A significant challenge is the lack of a standards for biometric mobile payments – Google, Apple and others each have their own unique approach
The future of biometric payments
MasterCard plans to launch biometric payments in North America sometime in 2016, and a global expansion will follow in 2017. By mid-year, U.S. financial institutions will be able to participate in MasterCard Identity Check, a suite of solutions that leverages advanced technologies to prove a consumer’s identity and simplify online transactions.
MasterCard is also eyeing wearables and the role it can play in payments. “We think that there’ll be scenarios where people don’t want to do anything to authenticate themselves,” Reany says. “They’ll want to put their watch or wristband on in the morning, and they’ll authenticate themselves once and walk around all day and things will just happen. Their car doors will unlock, their PCs will get logged onto and they’ll buy stuff.”

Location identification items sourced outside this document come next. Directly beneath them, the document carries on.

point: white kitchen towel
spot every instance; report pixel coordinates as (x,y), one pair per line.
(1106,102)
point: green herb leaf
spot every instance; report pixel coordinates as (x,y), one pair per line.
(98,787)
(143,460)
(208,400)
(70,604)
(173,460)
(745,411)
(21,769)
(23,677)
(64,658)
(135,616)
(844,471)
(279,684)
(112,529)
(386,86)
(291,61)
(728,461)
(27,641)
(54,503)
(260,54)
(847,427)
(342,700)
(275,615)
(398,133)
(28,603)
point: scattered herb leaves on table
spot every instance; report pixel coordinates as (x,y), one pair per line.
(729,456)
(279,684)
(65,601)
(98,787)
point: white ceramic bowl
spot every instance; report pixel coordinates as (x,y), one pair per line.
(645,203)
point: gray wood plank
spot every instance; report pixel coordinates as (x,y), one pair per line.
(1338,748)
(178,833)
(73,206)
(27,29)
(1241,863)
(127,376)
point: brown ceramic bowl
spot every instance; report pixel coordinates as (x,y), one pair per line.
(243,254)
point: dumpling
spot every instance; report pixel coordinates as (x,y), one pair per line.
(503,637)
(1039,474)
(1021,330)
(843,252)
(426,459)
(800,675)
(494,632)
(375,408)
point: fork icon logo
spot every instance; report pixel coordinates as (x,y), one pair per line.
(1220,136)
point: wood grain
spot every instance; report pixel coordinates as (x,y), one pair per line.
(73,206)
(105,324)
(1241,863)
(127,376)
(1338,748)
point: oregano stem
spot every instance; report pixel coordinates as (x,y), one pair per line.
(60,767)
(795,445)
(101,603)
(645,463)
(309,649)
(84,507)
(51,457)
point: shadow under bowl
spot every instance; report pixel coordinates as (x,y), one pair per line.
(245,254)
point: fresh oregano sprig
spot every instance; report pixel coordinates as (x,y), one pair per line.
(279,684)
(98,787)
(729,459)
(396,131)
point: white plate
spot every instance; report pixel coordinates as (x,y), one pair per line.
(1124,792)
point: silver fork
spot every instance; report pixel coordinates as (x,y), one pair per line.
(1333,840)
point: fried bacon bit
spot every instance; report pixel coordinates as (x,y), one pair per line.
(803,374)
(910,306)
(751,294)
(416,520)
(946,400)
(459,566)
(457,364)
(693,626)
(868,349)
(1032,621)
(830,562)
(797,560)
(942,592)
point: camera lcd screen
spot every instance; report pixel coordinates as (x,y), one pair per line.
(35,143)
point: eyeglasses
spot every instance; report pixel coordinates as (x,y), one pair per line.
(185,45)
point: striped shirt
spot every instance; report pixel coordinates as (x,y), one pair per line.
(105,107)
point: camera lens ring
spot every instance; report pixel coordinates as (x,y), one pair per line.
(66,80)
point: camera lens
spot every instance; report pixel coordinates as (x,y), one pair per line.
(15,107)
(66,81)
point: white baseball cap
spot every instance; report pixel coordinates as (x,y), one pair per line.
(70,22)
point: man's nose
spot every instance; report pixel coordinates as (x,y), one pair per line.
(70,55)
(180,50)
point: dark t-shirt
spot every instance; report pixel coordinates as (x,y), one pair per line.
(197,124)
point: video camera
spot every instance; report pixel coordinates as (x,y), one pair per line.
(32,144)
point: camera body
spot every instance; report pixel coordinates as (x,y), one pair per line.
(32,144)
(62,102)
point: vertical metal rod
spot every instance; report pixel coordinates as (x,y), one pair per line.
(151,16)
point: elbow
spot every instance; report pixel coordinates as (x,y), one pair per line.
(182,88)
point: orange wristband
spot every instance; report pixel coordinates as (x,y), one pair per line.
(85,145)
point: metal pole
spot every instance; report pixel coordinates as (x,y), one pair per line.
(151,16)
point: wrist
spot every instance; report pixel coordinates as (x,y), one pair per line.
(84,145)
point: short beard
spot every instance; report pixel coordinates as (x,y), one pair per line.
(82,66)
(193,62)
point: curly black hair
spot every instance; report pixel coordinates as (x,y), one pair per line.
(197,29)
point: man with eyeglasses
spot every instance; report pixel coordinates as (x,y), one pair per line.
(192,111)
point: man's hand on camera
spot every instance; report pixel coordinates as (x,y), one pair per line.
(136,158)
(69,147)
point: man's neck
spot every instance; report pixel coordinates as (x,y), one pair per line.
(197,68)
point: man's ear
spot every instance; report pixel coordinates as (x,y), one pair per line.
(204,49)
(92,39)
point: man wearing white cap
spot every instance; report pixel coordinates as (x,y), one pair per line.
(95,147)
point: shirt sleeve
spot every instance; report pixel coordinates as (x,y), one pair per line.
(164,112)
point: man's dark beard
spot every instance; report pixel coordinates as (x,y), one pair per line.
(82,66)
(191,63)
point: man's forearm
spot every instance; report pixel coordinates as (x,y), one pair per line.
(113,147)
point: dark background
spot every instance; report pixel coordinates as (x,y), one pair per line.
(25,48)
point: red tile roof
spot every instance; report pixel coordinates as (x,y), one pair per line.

For now, the immediate focus seems squarely on biometrics. The company already offers a contactless tap and pay system using near field communication (NFC) that can be used with a fingerprint on a mobile device to authenticate a user. But Reany has loftier hopes for buyers at brick and mortar stores. “At some point, you’ll walk up to a grocery store, grab the things out of the aisle, and you’ll be able to check out without having to go through a lane. We call that in-aisle shopping.” Reany says the store of the future will be possible thanks in large part to biometrics. “They won’t have a clerk there, yet they’ll simply verify your identity and check you out.”